It says it can be 100 times faster than in real-time. So can it be run in real-t...

kleiba · on May 19, 2020

Sometimes the distinction is made between "real-time" and "online" processing.

The first one refers to the speed of the processing in relation to the length of the recording - so, say, you can process a 10 minute recording in 1 minute then you're 10x real-time. However, your analysis might require the full track to be available for best outcomes, and so you cannot really start with the processing until the full source is available.

The latter is what "online" processing refers-to, the ability to process on-the-fly in parallel to the recording. Obviously, this cannot be faster than real-time ;-) but hopefully it is not slower, either. Often times, though, you get a (somewhat constant and) hopefully slow offset, i.e., you can process a 10 minute recording online in the same time but you need another 10 seconds on top of that.

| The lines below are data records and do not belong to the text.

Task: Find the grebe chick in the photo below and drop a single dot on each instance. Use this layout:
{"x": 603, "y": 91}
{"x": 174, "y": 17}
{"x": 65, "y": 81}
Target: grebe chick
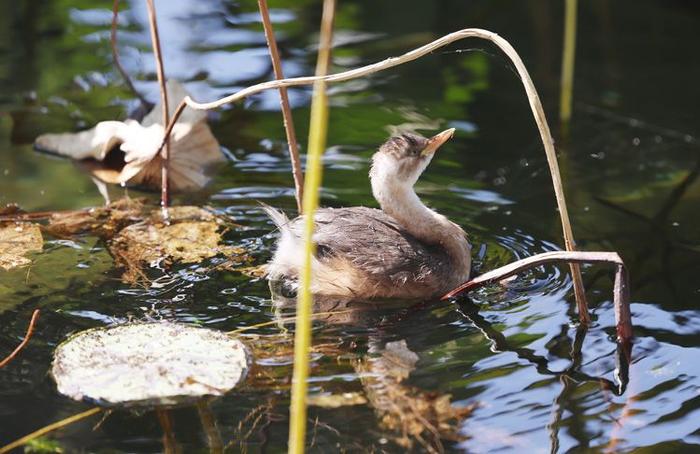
{"x": 405, "y": 250}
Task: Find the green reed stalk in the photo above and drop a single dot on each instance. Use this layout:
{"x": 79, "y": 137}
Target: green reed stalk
{"x": 567, "y": 64}
{"x": 314, "y": 174}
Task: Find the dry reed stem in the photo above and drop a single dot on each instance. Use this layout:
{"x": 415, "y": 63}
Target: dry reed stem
{"x": 623, "y": 316}
{"x": 287, "y": 118}
{"x": 115, "y": 54}
{"x": 165, "y": 155}
{"x": 533, "y": 98}
{"x": 50, "y": 428}
{"x": 318, "y": 128}
{"x": 30, "y": 331}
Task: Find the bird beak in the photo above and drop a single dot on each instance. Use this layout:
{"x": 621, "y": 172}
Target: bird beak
{"x": 436, "y": 142}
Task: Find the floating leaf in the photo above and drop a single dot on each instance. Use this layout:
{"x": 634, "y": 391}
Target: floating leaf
{"x": 148, "y": 364}
{"x": 127, "y": 151}
{"x": 16, "y": 240}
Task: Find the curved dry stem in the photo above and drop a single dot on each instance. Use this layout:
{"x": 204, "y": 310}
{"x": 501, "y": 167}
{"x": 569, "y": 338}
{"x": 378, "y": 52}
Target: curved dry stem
{"x": 284, "y": 104}
{"x": 30, "y": 331}
{"x": 533, "y": 98}
{"x": 115, "y": 54}
{"x": 160, "y": 71}
{"x": 621, "y": 297}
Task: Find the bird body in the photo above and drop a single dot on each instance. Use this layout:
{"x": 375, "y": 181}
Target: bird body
{"x": 405, "y": 250}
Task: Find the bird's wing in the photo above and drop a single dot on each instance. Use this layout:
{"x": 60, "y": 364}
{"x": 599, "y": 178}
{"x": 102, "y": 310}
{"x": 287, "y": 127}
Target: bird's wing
{"x": 373, "y": 242}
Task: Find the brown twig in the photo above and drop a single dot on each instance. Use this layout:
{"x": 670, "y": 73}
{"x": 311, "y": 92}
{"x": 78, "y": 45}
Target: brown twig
{"x": 30, "y": 331}
{"x": 115, "y": 54}
{"x": 165, "y": 154}
{"x": 623, "y": 316}
{"x": 284, "y": 104}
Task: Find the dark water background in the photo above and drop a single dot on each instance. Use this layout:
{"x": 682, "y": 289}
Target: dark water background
{"x": 630, "y": 167}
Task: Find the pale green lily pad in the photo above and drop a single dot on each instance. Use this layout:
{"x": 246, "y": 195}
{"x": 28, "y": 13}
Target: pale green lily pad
{"x": 148, "y": 364}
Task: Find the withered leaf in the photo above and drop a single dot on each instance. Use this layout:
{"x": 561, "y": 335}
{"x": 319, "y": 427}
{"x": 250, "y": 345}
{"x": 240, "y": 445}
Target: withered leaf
{"x": 127, "y": 151}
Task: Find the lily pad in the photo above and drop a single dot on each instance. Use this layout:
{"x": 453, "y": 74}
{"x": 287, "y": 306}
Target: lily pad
{"x": 127, "y": 151}
{"x": 16, "y": 240}
{"x": 148, "y": 364}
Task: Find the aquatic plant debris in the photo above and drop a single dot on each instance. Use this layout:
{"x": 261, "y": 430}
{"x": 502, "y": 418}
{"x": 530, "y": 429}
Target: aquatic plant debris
{"x": 148, "y": 364}
{"x": 17, "y": 239}
{"x": 417, "y": 416}
{"x": 127, "y": 152}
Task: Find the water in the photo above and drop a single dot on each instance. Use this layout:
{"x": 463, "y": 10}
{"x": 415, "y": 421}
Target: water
{"x": 630, "y": 165}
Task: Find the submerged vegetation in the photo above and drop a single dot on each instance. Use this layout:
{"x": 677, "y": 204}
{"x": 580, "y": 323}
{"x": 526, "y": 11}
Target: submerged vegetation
{"x": 356, "y": 360}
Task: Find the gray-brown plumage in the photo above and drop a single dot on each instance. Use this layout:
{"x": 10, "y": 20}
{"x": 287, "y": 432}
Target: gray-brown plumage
{"x": 404, "y": 250}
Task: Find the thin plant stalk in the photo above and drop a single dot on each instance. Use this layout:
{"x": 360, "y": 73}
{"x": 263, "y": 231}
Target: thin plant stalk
{"x": 317, "y": 144}
{"x": 208, "y": 420}
{"x": 284, "y": 104}
{"x": 533, "y": 98}
{"x": 567, "y": 64}
{"x": 30, "y": 331}
{"x": 621, "y": 296}
{"x": 166, "y": 423}
{"x": 115, "y": 54}
{"x": 50, "y": 428}
{"x": 160, "y": 71}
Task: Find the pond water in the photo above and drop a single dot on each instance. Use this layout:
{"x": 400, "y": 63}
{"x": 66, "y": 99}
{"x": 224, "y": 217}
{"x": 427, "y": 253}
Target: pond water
{"x": 630, "y": 164}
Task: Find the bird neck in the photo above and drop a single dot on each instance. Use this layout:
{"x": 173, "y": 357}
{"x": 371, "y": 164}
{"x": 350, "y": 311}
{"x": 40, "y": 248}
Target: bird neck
{"x": 401, "y": 203}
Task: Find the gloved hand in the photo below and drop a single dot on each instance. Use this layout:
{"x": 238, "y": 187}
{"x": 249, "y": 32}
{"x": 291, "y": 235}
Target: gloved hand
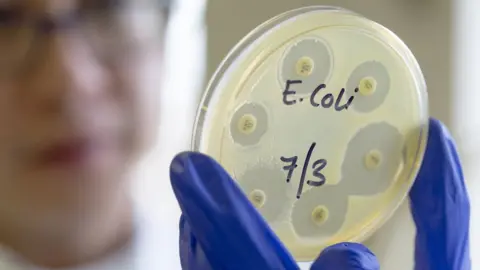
{"x": 221, "y": 230}
{"x": 218, "y": 218}
{"x": 440, "y": 206}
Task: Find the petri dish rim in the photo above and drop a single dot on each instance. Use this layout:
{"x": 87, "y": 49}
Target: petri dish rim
{"x": 256, "y": 36}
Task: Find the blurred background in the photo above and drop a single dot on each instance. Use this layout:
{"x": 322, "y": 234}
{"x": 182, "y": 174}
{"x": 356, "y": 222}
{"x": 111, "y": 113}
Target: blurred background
{"x": 444, "y": 35}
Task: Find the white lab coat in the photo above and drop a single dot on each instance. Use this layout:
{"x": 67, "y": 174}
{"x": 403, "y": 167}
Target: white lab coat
{"x": 154, "y": 246}
{"x": 155, "y": 243}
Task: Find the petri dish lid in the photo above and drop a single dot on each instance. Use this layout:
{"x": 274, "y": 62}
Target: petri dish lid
{"x": 321, "y": 116}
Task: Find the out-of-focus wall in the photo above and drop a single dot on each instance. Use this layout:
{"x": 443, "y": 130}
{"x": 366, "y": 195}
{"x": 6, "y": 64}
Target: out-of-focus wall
{"x": 424, "y": 25}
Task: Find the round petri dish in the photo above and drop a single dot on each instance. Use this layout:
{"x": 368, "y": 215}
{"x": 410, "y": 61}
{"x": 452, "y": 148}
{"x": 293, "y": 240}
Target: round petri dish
{"x": 321, "y": 116}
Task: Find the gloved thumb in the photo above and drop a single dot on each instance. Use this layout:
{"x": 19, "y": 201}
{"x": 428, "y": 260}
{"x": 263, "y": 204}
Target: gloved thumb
{"x": 346, "y": 256}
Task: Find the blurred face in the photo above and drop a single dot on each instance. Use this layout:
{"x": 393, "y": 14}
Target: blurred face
{"x": 79, "y": 85}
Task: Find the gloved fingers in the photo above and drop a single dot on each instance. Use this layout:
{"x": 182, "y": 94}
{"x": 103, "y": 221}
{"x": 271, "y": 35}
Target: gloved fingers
{"x": 227, "y": 227}
{"x": 440, "y": 206}
{"x": 346, "y": 256}
{"x": 191, "y": 253}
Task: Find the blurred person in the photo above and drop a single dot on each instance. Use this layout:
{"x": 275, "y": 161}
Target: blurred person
{"x": 79, "y": 90}
{"x": 79, "y": 85}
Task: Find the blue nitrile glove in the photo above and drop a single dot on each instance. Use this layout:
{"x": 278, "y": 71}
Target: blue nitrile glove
{"x": 221, "y": 230}
{"x": 440, "y": 206}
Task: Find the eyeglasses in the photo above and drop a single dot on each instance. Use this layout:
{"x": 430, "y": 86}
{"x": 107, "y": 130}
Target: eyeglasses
{"x": 109, "y": 33}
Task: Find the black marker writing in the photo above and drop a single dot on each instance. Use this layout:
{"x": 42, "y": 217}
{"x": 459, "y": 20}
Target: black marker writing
{"x": 317, "y": 167}
{"x": 327, "y": 101}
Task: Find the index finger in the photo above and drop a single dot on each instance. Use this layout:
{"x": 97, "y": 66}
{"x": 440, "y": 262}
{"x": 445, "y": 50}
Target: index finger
{"x": 226, "y": 225}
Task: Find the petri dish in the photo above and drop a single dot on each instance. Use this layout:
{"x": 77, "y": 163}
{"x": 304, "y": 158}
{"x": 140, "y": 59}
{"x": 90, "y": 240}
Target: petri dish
{"x": 321, "y": 116}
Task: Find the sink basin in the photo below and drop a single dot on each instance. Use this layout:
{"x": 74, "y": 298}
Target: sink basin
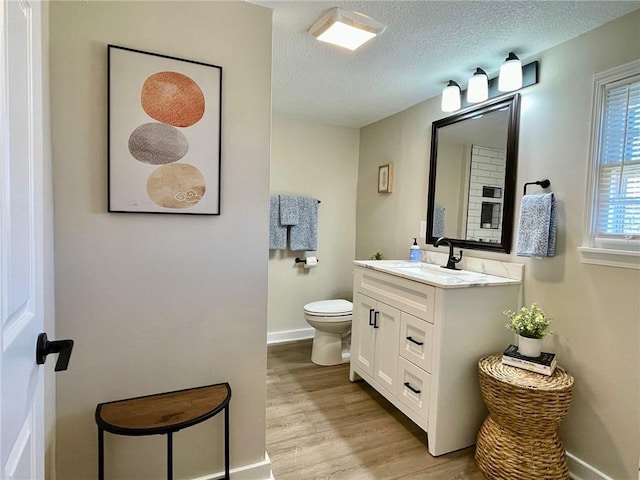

This is, by the way, not restricted to source separation, it applies to other disciplines as well, say, automatic speech recognition.

FraKtus · on May 19, 2020

Exactly, while fast if this method needs to parse the full track before starting to generate the results then it can't be used in real-tine.

To be used with arbitrary audio in real-time, after initialization and setup you need an API that looks like:

ProcessAudio (samples, num_namples)

And it would return n packets of num_namples samples. One packet for each generated track.

nunja · on May 19, 2020

I experimented with the spleeter architecture quite a bit and I would say this is not suitable for real time audio processing. The reason is that the model needs at least 512 frames of audio samples to produce an output usable for source separation. This adds a ton of latency. I tried with smaller windows but the results are very bad.

LegitShady · on May 19, 2020

This person https://github.com/diracdeltas/spleeter4max

created an max for live native version of spleeter and demos it here:

https://www.youtube.com/watch?v=4pcJoI5CUOA&feature=youtu.be

It's way faster than real time, im not sure why slowing it down would be an advantage. You still need to take the resultant data and do things with them, as a dj, and faster is better.